Posted In CAD, Minor Pairs, Trading Tweets, USDCAD - By Richard Lee On Thursday, November 17th, 2011 With 0 Comments

It seems that foreign investors are growing weary of the European financial crisis, and taking responsibility into their own hands.  That’s why, according to a recent report, global financial investors snapped up a record amount of Canadian investment assets in the third quarter – approximately $16.2 billion.  And given what’s out there and the runup in the money markets, the trend could continue.  This could have positive and lasting effects for the USDCAD currency pair.

According to the most recent Statistics Canada report on Canadian foreign securities purchases, global money managers snapped up a net $7.2 billion in Canadian securities in September.  For the most part, the majority of the interest was targeted toward money market or short term paper, helping the net figure to gain for the third straight month.  Investment in short term federal investments rose to $5.3 billion or almost 50% from this summer’s levels.

A more solid economy has lured global investors away from more recognized debt in both the United States and Europe.  European financial indecision and crisis has been a big detriment on EU based debt, even as yield cross higher above euro-era records.  Across the Atlantic, the US is dealing with its own recessionary potential and lack of political conviction that is helping to crimp domestic growth.

But, Canada is seemingly on more solid economic ground.

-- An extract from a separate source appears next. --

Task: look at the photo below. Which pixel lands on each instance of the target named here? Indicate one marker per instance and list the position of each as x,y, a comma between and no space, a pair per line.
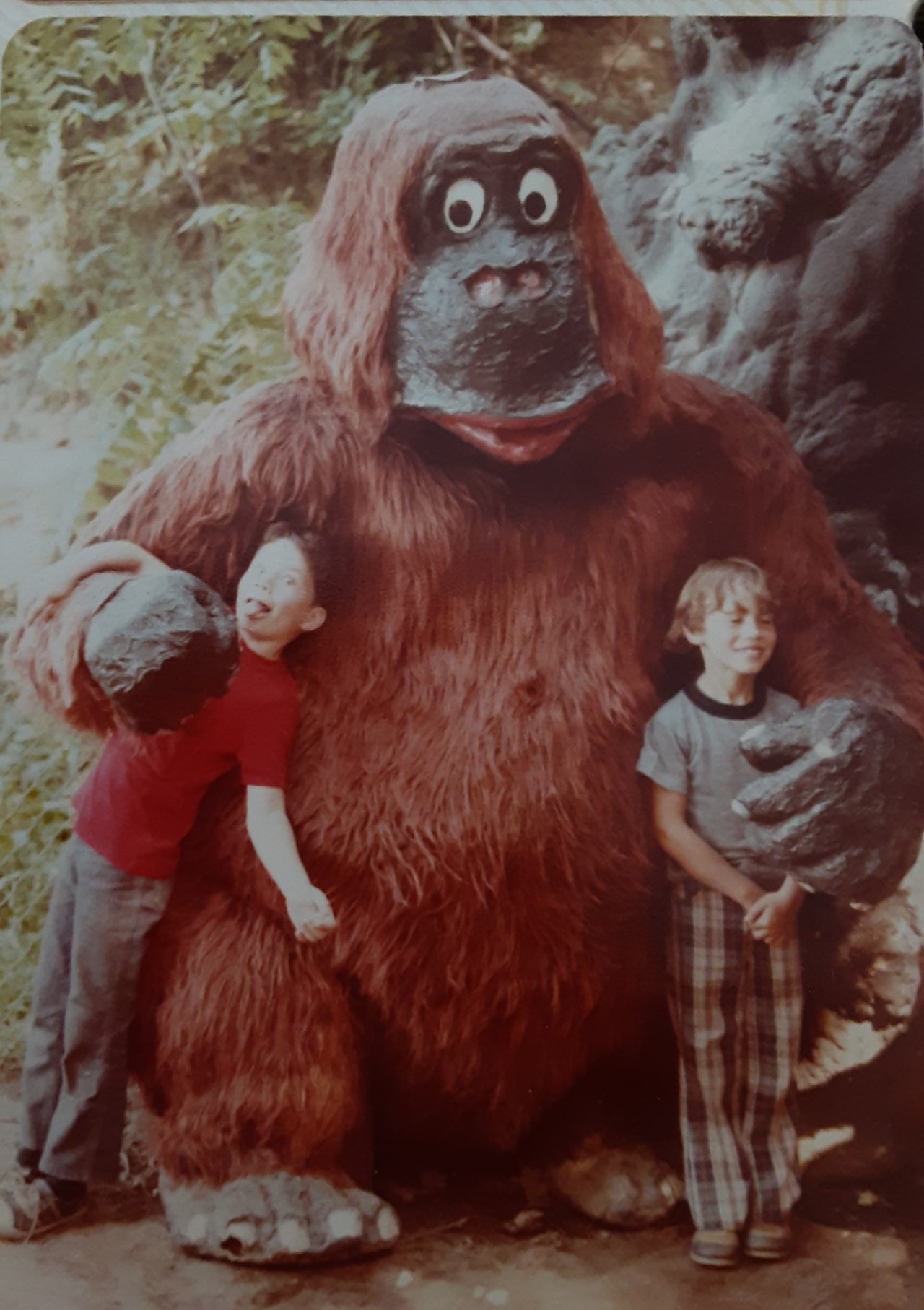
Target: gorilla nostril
531,281
487,288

Even though Bank of Canada bankers have downgraded previous growth forecasts for 2012, the rate of expansion is still positive for the Canadian economy this year.  For 2011, the country is expected to expand by about 2.2%, with inflation that is well contained within the central bank’s mandated target of 2-3%.  Manufacturing has also powered the economy through these tough times – with the economy averaging a 7.6% pace of expansion for the year.  Compare this to the US or Europe.  Both economies are expected to grow at a less than best 1.2 and 1.5% annualized rate.  Manufacturing and confidence reports also haven’t been good for both US and EU regions where consumers are being plagued by record unemployment.  Not a good economic environment.

The positive outlook has boosted Canadian money market yields making them more attractive than comparable investments in both the Europe and US.  Against European assets, Canadian t-bills and short term paper are seemingly less risky – especially with the potential for default being much higher in the EU since the beginning of last year.  Credit default swaps have supported the idea, with rates tied to European countries soaring to records.

Compared to US yields, short term rates in Canada are higher and therefore far more attractive.  Three month t-bills that are currently yielding barely above 0% in the US are at 0.88% in the Canadian market.  The disparity grows wider when moving out on the curve to longer term Canadian 2-year notes – which are yielding a little more than 3 times their US counterparts at 0.93%.  US 2-year notes are currently at 0.27%.

The higher rates, and wider US-Canadian debt spreads, will continue to attract global investors that are looking for a lower risk profiled investment with an adequate rate of return – which Canadian debt offers.  This will translate into a higher demand for Canadian dollars, especially against the US dollar – potentially propelling the exchange rate back to parity.